Unos furiosos y otros excitados golpean ferozmente a los acusados. Otros más, sonrientes y alegres, transmiten en vivo el espectáculo que debe ser apreciado y contemplado no sólo por los asistentes del lugar, sino también por todo aquel que pueda reproducir el video en directo en un dispositivo. Mientras esto acontece, alegre y alborozado, el comunicador contempla la atroz violencia.

En los videos se observa a las víctimas desorientadas y confundidas, sus rostros aterrados y sufrientes no dan credibilidad a lo que está aconteciendo. Son atados con sogas, golpeados, vilipendiados.

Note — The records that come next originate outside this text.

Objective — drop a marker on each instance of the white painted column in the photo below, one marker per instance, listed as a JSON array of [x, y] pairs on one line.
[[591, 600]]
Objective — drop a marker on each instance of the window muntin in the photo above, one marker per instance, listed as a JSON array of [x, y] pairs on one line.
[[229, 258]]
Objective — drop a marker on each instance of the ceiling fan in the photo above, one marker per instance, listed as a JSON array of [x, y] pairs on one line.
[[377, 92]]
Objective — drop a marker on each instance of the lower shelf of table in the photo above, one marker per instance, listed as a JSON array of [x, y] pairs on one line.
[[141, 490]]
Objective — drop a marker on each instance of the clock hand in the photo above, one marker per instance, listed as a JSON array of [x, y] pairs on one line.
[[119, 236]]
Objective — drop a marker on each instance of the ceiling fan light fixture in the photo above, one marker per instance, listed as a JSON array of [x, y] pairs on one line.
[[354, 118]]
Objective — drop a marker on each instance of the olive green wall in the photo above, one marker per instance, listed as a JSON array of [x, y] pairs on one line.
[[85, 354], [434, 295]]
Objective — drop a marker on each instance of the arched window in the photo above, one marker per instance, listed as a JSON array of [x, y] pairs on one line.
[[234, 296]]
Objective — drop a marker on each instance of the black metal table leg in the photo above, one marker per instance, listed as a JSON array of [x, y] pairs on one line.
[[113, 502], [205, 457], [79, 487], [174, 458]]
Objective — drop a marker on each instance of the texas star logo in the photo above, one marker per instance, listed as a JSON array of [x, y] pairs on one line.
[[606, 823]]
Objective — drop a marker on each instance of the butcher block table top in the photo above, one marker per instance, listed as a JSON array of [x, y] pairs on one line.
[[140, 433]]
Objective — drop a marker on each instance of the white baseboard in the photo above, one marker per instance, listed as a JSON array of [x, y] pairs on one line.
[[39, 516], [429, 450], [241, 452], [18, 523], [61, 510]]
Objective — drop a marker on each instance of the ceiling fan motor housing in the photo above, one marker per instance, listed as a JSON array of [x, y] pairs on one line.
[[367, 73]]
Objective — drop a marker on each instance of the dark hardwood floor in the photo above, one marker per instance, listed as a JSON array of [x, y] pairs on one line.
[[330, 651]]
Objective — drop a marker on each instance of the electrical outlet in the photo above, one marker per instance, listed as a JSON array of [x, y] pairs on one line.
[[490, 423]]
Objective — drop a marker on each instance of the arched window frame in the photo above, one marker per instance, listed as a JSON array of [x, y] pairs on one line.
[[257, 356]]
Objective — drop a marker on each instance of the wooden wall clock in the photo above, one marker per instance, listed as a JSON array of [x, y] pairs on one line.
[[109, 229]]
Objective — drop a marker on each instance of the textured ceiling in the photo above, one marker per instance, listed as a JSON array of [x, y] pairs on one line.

Entre los sonidos de los golpes y las ofensas, injurias y calumnias, varias voces al unísono corean: «¡Hay que quemarlos!». Hombres con bidones de gasolina los esperan afuera de la comandancia, el hombre más joven desfallece, continúan machacándolo en el suelo. Los rocían de gasolina y les prenden fuego. Después de varios minutos de soportar un gran dolor, uno fallece, el otro, aún vivo, sentado en el suelo y ennegrecido, se le echa nuevamente gasolina para avivar la llama. He aquí el regodeo por el sufrimiento ajeno.

Como si se tratase de la proyección de una película de serie B, a la gente no sólo le fascina el gusto mórbido por las cruentas imágenes, sino que las asimila y olvida rápidamente. No importan las vidas que se perdieron, una vez que ha desaparecido el alborozo, unos cuantos se quedan fotografiando los cuerpos inertes y chamuscados; otros vuelven a sus casas o trabajos y olvidan lo acontecido. Así, al final del día, los más jóvenes comparten las macabras escenas como si fuese un fugaz video viral, lo adultos mayores se preparan para cenar viendo primero la telenovela y enseguida el noticiero estelar en el televisor. Después van a dormir, ya que los eventos suscitados no les quitan el sueño: es un suceso de violencia más.


Alfonso Emmanuel Saucedo Ávila estudió Filosofía en la Universidad de Guadalajara. Ha laborado en proyectos de investigación antropológica enfocados al consumo y la cotidianidad social.